Des cris, des hurlements et de nouveaux tirs leur parvinrent du hall, et les assassins s'attaquèrent à Honor avec une rage inquiète pendant que leur arrière-garde se retournait pour faire face aux renforts. L'un d'eux brandit frénétiquement un disrupteur en direction de la Manticorienne, mais elle neutralisa le bras du tireur d'un revers de la main, plaçant l'autre derrière la tête de l'homme pour précipiter son visage à la rencontre de son genou. Des os craquèrent et se brisèrent, la jambe de son pantalon se couvrit de sang et elle se tourna vers un nouvel ennemi tandis que les gens de la sécurité passaient enfin la porte.

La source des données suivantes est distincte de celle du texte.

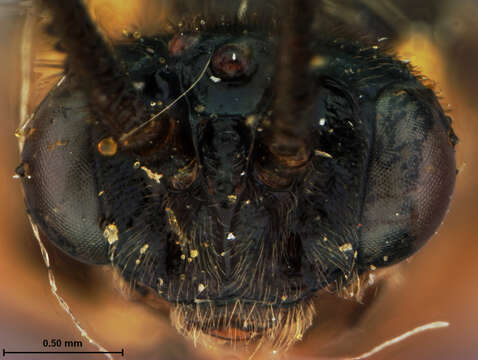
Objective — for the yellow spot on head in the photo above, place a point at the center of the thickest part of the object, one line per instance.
(317, 61)
(107, 147)
(144, 249)
(345, 247)
(111, 233)
(152, 175)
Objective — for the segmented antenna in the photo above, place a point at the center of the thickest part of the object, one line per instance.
(112, 97)
(294, 86)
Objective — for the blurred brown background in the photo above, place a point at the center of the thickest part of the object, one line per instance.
(440, 37)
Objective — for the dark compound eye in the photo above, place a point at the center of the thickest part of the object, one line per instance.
(232, 62)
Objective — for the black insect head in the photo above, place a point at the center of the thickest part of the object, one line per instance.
(235, 168)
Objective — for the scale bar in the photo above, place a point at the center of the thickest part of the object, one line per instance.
(62, 352)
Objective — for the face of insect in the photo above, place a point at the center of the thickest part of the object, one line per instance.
(195, 207)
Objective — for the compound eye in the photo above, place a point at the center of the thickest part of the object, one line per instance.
(232, 62)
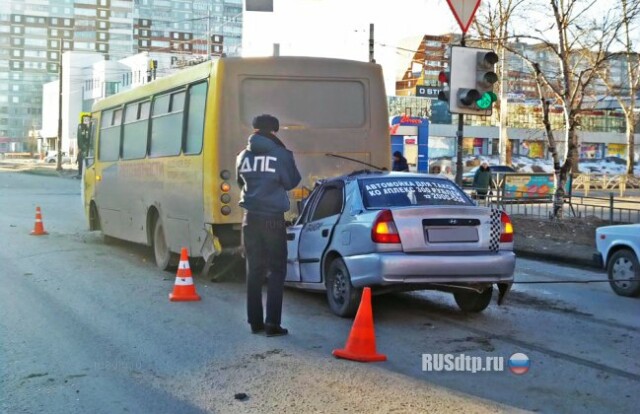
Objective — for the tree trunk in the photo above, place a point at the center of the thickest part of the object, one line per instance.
(631, 145)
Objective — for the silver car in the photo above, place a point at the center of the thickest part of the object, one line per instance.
(399, 232)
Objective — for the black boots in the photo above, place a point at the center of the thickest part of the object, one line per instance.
(275, 330)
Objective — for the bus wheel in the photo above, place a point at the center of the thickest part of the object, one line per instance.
(165, 260)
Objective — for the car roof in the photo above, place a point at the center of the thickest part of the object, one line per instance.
(370, 174)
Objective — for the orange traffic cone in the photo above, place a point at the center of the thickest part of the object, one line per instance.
(361, 345)
(38, 229)
(184, 289)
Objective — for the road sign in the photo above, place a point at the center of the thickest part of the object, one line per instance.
(463, 11)
(427, 91)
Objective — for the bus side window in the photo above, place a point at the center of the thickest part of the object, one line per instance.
(195, 118)
(109, 148)
(166, 124)
(90, 157)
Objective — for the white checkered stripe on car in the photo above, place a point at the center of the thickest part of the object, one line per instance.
(496, 228)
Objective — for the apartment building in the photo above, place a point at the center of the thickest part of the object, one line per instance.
(35, 33)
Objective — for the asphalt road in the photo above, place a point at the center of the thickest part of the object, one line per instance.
(86, 326)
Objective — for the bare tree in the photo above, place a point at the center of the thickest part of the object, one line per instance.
(562, 72)
(617, 26)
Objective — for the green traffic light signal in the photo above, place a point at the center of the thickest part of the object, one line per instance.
(486, 99)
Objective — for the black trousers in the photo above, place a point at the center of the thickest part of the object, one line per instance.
(265, 247)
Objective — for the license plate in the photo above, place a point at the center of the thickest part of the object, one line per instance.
(452, 235)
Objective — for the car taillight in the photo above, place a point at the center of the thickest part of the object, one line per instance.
(506, 232)
(384, 229)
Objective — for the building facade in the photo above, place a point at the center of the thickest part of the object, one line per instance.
(35, 33)
(602, 125)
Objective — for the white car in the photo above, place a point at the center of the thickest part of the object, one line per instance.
(619, 252)
(52, 158)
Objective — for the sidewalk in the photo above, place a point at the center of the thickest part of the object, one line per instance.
(565, 252)
(37, 168)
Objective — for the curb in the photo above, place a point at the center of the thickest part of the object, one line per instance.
(37, 170)
(557, 258)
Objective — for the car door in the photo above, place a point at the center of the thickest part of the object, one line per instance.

Un marteau vint s'écraser sur son visage. Elle entendit le hurlement de rage et d'angoisse que poussait Nimitz tandis que le coup la projetait de côté, la faisant tourner en suspens comme une poupée, mais elle ne sentait rien d'autre que la douleur, une douleur terrible. Elle s'effondra sur le flanc pour rebondir mollement sur le dos.

La douleur s'était envolée. Il ne lui en restait que le souvenir et un engourdissement. Son œil gauche était aveugle tandis que, impuissant, le droit regardait l'homme qui l'avait abattue pointer son disrupteur vers elle dans un grognement. Elle vit l'arme se lever lentement, très lentement, s'ajuster pour un dernier tir à bout portant... et la poitrine de son agresseur explosa.

Il tomba sur elle, la couvrant de son sang fumant, et elle tourna faiblement la tête, à deux doigts de l'évanouissement. La dernière chose qu'elle vit fut Benjamin Mayhew, le pistolet automatique encore chaud du capitaine Fox à la main.